IEnumerable<T> extending IEnumerable is a consequence of C#1 not supporting generics at all, and the non-generic version would not be necessary if it had. I was just using it as a common example of the boilerplate the pattern incurs.
No, I was using IValidator, IValidator<t> as an example of a non generic base type being necessary when interfacing with existing libraries...
Honestly if you can that clojure library I linked a few posts ago without using this technique I will be extremeley impressed, but otherwise I disbelieve you. (Note: I have done this a few years ago.)

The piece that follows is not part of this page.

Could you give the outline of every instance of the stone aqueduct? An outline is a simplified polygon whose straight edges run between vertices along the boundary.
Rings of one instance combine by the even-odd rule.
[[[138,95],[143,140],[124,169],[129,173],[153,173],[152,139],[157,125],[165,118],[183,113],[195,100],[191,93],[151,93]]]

Not to mention that in the original example IValidator is invariant...it can be far more flexible by making it covariant (IValidator<out T>) so that GetAllValidators can also be used on more derived types.
And then you can do for example:
var validators = GetAllValidators<EntityBase>();
Where validators might be IEnumerable<IValidator<EntityBase>>. Compile-time type safety is preserved and each individual validator's generic type can be any type that is derived from EntityBase.
The question here is, what good is a collection of all validators? If you want to perform validation, you're starting with an item (to validate) and you know its type, so it shouldn't be a problem to get the correct IValidator<T> for it. If you really need to have a common base for all validators, explicit interface implementation is a better choice than hiding methods with new:
interface IValidator
{
bool Validate(object item);
}
interface IValidator<T> : IValidator
{
bool Validate(T item);
}
abstract class Validator<T>
: IValidator<T> where T : class
{
public abstract bool Validate(T item);
bool IValidator.Validate(object item)
{
var typedItem = item as T;
if (typedItem == null)
throw new InvalidOperationException();
return Validate(typedItem);
}
}
But it could be `IValidator<object>`, in the worst case. That being said, why not make a `class ThingValidator<T> : IValidator<T> {}`, for all the lack of detail we have?
There aren't enough details here to demonstrate the weaknesses of generics.